3D-Sonographie sowie künstliche Intelligenz in der Brustdiagnostik

3D-Sonographie sowie künstliche Intelligenz in der Brustdiagnostik

Moderne Brustdiagnostik besteht heute in einem Zusammenspiel unterschiedlicher Verfahren wie Ultraschall, Mammographie, Tomosynthese (3D-Mammographie) und Mamma-MRT. Neben der Expertise der Ärzte ist auch eine optimale Geräteausstattung Voraussetzung für eine exakte Diagnose. Am Radiologischen Zentrum Rosenheim komplettiert nun ein Ultraschallgerät neuester Bauart den bereits 2019 umfassend erneuerten Gerätepark. „Das neue Ultraschallgerät besticht durch seinen verbesserten Gewebekontrast und schnellen Bildaufbau. Insbesondere kleinere Befunde können so noch leichter gefunden und genauer charakterisiert werden“, so Dr.
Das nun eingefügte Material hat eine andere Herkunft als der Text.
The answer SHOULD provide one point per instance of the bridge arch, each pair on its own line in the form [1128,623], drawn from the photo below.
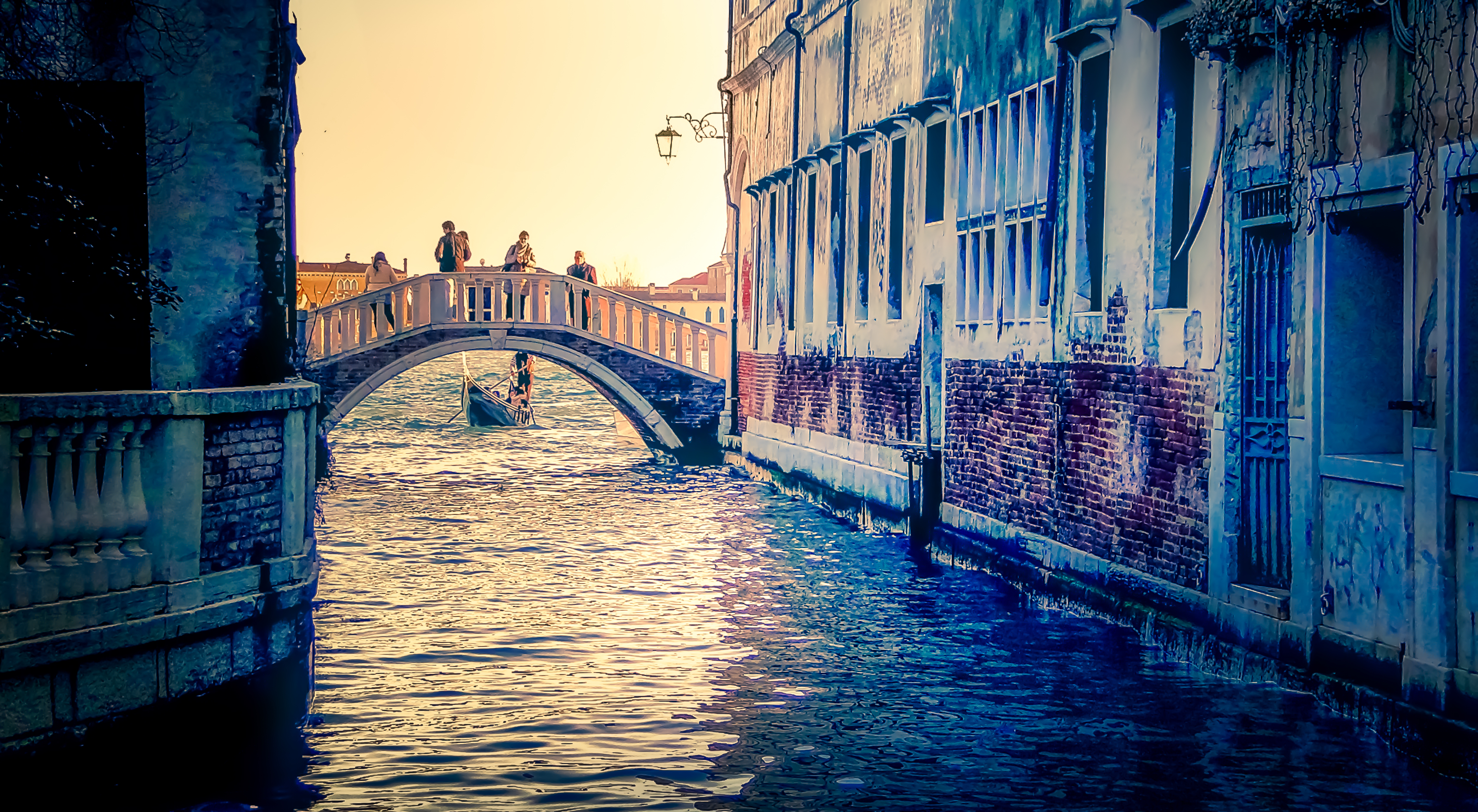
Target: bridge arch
[611,385]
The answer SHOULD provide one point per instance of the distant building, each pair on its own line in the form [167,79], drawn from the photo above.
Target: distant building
[330,282]
[703,296]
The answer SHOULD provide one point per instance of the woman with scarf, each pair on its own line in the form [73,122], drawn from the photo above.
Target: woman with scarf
[519,261]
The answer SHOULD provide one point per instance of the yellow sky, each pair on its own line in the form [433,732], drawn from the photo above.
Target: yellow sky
[511,116]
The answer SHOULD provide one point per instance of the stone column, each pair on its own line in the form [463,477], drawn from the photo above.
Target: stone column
[293,484]
[174,487]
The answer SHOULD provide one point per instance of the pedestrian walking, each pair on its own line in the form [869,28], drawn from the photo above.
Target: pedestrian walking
[581,271]
[519,257]
[447,252]
[380,276]
[463,251]
[519,261]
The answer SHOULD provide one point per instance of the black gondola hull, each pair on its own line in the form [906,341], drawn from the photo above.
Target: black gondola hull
[487,409]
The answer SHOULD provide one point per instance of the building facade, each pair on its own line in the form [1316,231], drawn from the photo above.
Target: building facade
[321,283]
[1177,298]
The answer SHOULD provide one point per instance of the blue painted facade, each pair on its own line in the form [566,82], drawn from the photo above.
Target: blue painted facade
[960,224]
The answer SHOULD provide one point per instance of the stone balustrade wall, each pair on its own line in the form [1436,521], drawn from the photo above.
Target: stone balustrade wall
[154,545]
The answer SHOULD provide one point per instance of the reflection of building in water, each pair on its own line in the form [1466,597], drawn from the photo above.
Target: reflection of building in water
[330,282]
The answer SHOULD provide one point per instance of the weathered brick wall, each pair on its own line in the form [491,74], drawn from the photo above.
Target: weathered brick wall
[1136,463]
[873,400]
[1001,440]
[1102,455]
[242,514]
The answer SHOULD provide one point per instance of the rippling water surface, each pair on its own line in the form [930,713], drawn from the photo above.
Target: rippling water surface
[542,619]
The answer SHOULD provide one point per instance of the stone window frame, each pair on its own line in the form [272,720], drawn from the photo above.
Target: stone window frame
[1347,187]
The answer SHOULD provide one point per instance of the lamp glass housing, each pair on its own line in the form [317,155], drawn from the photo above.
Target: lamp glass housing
[667,142]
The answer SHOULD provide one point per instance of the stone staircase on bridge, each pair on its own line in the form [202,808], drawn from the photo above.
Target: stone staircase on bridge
[664,372]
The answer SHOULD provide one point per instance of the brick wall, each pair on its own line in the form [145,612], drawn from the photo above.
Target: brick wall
[1099,453]
[1001,440]
[873,400]
[242,517]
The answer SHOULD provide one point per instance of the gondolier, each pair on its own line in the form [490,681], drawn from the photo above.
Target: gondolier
[488,407]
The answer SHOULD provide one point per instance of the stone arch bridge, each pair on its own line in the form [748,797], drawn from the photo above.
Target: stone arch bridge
[663,372]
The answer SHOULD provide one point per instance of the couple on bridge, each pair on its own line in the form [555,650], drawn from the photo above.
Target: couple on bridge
[454,249]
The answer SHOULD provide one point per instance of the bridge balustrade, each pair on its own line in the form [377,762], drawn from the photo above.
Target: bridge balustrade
[500,299]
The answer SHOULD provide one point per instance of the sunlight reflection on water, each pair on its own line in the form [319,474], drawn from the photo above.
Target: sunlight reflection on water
[546,619]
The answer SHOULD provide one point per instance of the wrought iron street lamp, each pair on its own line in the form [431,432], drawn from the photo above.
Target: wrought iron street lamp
[703,128]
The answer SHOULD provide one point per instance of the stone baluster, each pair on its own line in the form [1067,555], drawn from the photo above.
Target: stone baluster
[336,332]
[20,579]
[719,354]
[70,577]
[39,529]
[321,333]
[114,509]
[140,560]
[561,291]
[89,512]
[346,329]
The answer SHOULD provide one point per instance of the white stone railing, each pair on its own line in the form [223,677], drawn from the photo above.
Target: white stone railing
[114,492]
[509,301]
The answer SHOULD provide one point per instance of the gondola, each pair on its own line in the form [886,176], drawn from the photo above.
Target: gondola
[487,407]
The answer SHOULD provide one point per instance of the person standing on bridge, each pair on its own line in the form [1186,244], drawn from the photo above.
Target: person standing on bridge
[521,255]
[581,271]
[380,276]
[519,261]
[463,251]
[447,251]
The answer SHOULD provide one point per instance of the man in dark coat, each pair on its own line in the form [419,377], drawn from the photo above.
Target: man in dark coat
[581,271]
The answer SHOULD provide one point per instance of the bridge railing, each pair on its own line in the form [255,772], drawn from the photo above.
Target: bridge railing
[493,298]
[148,493]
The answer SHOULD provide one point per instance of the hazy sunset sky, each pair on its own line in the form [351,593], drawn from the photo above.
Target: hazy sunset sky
[511,116]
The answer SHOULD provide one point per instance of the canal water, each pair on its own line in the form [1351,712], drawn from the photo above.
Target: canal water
[544,619]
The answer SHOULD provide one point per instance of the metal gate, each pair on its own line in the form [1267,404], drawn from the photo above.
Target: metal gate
[1264,549]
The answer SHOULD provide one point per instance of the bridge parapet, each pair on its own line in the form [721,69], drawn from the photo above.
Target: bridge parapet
[519,299]
[664,372]
[156,545]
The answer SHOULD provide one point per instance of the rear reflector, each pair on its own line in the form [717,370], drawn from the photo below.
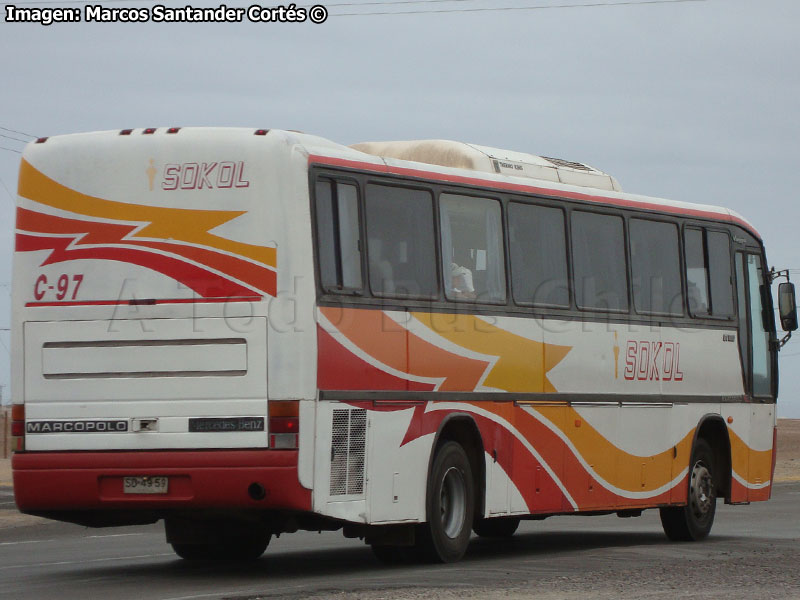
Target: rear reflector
[284,423]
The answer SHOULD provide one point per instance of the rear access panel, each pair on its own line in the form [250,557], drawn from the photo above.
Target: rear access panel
[133,384]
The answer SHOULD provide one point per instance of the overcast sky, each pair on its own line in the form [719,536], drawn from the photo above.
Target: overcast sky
[693,100]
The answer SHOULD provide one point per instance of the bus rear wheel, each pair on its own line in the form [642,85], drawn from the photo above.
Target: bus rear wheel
[450,505]
[693,522]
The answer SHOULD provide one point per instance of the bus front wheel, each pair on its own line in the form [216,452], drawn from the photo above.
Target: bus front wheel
[693,522]
[450,506]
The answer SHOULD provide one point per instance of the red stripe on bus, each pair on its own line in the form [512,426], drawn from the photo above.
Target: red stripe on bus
[516,187]
[145,302]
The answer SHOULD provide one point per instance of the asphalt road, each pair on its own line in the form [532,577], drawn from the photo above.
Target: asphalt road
[754,552]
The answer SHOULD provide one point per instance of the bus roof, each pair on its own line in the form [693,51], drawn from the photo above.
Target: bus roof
[442,160]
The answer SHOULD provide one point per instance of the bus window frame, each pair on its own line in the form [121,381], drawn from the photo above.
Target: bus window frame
[511,307]
[681,270]
[564,210]
[588,208]
[704,227]
[472,193]
[346,180]
[391,182]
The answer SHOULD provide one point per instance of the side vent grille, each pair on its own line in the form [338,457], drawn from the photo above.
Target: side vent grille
[348,445]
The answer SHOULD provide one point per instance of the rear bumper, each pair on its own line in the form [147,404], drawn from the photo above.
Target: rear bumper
[59,481]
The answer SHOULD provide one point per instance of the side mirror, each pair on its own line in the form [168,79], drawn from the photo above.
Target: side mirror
[787,306]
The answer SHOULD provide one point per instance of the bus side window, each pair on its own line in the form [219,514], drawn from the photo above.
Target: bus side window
[655,264]
[696,273]
[338,236]
[719,268]
[473,262]
[538,245]
[400,242]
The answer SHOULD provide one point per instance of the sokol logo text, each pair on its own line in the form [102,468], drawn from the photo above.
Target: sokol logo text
[200,176]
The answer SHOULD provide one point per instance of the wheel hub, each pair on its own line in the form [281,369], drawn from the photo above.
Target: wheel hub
[701,490]
[453,502]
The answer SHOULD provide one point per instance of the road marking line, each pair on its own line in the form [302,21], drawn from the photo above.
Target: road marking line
[83,562]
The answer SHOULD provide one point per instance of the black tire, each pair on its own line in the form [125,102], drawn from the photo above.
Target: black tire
[249,548]
[693,522]
[497,528]
[450,506]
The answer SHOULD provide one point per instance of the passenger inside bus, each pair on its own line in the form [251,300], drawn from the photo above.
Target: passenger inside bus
[461,285]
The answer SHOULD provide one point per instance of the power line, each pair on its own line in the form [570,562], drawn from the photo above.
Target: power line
[13,138]
[514,8]
[19,132]
[402,2]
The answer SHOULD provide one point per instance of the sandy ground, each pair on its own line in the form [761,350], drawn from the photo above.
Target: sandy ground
[787,468]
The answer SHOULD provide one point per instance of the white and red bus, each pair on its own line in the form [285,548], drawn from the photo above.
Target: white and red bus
[250,332]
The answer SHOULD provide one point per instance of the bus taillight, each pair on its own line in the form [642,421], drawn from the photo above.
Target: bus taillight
[18,427]
[284,424]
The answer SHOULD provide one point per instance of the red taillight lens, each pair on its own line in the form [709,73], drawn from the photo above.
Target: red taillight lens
[18,427]
[284,424]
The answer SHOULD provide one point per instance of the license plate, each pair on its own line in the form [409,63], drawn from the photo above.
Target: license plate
[145,485]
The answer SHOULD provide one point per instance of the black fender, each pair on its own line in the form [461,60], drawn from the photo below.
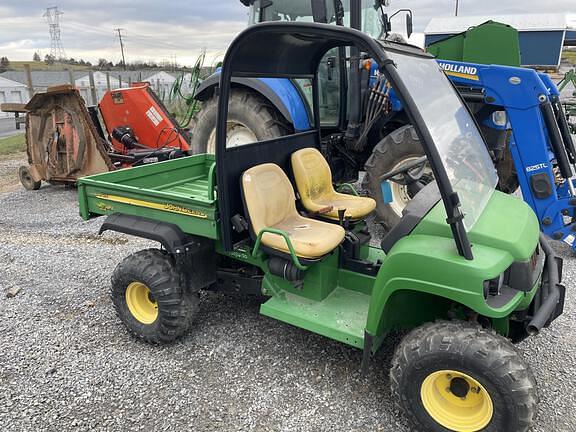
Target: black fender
[194,256]
[207,88]
[170,236]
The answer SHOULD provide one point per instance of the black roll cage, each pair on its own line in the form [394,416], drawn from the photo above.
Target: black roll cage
[294,50]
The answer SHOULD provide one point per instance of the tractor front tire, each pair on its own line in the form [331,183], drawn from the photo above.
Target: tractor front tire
[457,376]
[27,180]
[400,146]
[251,118]
[150,298]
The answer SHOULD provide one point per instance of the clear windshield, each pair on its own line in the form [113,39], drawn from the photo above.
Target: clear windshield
[301,10]
[461,147]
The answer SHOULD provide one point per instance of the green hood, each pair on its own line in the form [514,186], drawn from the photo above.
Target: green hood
[507,224]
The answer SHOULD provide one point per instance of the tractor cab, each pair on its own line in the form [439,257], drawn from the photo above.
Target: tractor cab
[266,187]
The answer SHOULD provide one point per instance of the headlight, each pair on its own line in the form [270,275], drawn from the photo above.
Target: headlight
[500,118]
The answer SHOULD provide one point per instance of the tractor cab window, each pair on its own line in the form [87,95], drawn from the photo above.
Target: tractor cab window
[301,10]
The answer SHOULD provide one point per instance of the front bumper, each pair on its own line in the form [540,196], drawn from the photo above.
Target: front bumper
[548,302]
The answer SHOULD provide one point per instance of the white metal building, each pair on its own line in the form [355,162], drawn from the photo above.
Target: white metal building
[12,92]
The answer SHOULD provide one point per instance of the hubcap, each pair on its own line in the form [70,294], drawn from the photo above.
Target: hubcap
[456,401]
[237,134]
[141,303]
[401,195]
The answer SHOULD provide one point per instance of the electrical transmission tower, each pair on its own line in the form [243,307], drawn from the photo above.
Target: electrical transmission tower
[52,16]
[119,30]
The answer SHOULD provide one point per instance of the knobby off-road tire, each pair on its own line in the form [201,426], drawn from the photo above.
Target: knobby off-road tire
[399,146]
[163,313]
[26,179]
[250,118]
[436,362]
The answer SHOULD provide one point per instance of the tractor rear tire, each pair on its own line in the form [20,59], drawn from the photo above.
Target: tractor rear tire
[401,145]
[454,376]
[27,180]
[150,298]
[251,118]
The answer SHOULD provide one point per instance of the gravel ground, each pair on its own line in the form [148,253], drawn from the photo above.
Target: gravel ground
[67,363]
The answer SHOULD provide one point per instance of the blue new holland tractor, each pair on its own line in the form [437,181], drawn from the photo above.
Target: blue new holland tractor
[365,127]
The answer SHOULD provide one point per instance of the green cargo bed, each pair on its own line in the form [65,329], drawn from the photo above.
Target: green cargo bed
[179,191]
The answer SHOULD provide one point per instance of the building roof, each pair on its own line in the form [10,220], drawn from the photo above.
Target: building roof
[5,82]
[43,79]
[528,22]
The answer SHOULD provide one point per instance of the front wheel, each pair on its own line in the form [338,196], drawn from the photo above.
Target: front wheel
[456,376]
[396,150]
[251,118]
[150,299]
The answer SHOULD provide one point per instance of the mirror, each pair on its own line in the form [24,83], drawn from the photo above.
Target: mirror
[319,11]
[409,24]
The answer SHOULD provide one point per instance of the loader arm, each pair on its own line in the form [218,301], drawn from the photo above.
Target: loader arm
[541,147]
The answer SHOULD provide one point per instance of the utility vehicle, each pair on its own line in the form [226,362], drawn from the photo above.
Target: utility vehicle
[465,268]
[365,126]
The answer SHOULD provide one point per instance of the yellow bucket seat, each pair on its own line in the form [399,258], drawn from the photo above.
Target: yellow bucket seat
[314,182]
[270,202]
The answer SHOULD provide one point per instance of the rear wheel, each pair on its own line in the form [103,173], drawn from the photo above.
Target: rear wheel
[27,180]
[150,299]
[251,118]
[394,151]
[456,376]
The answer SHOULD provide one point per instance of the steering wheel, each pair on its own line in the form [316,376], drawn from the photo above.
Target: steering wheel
[408,173]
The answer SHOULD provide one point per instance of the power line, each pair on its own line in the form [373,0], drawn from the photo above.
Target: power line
[52,16]
[119,30]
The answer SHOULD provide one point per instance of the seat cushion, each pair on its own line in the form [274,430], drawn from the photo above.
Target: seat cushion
[270,201]
[309,237]
[356,207]
[314,181]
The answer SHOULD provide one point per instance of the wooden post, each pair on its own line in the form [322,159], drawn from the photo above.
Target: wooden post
[93,88]
[29,79]
[71,77]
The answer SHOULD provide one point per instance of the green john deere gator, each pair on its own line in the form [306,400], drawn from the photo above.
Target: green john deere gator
[466,269]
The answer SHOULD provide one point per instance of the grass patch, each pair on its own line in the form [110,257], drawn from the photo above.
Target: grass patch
[569,56]
[13,144]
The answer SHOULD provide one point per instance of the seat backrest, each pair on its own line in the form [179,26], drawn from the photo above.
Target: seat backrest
[312,174]
[268,196]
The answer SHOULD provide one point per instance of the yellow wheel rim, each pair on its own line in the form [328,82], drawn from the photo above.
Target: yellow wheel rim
[140,303]
[456,401]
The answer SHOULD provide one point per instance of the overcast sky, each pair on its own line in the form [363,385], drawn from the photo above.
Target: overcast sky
[161,29]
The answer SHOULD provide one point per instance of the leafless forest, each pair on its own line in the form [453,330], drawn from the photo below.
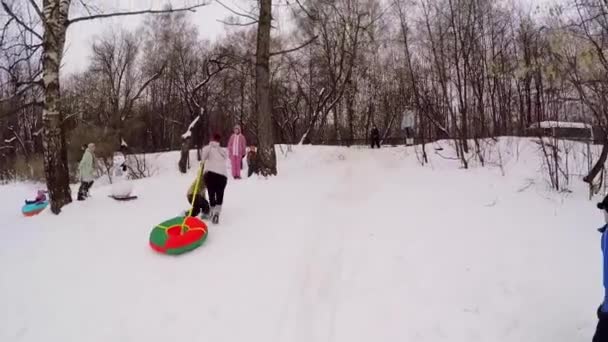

Mädler vom Radiologischen Zentrum Rosenheim. „Des Weiteren verfügt das Gerät über die Möglichkeit zur 3D-Darstellung und zur Charakterisierung von Tumoren mittels Elastographie und künstlicher Intelligenz. So können die Läsionen für die Therapieplanung optimal dargestellt werden“.

Am Radiologischen Zentrum Rosenheim werden jedes Jahr über 10.000 Mammographien, Ultraschalluntersuchungen und MRTs der Brust durchgeführt. Das Zentrum ist Erstellereinheit im nationalen Screeningprogramm. Die Ärzte des Zentrums sind als Spezialisten für Brustdiagnostik zertifiziert, ebenso wird die Qualität der Untersuchungen und Geräte regelmäßig unabhängig überprüft.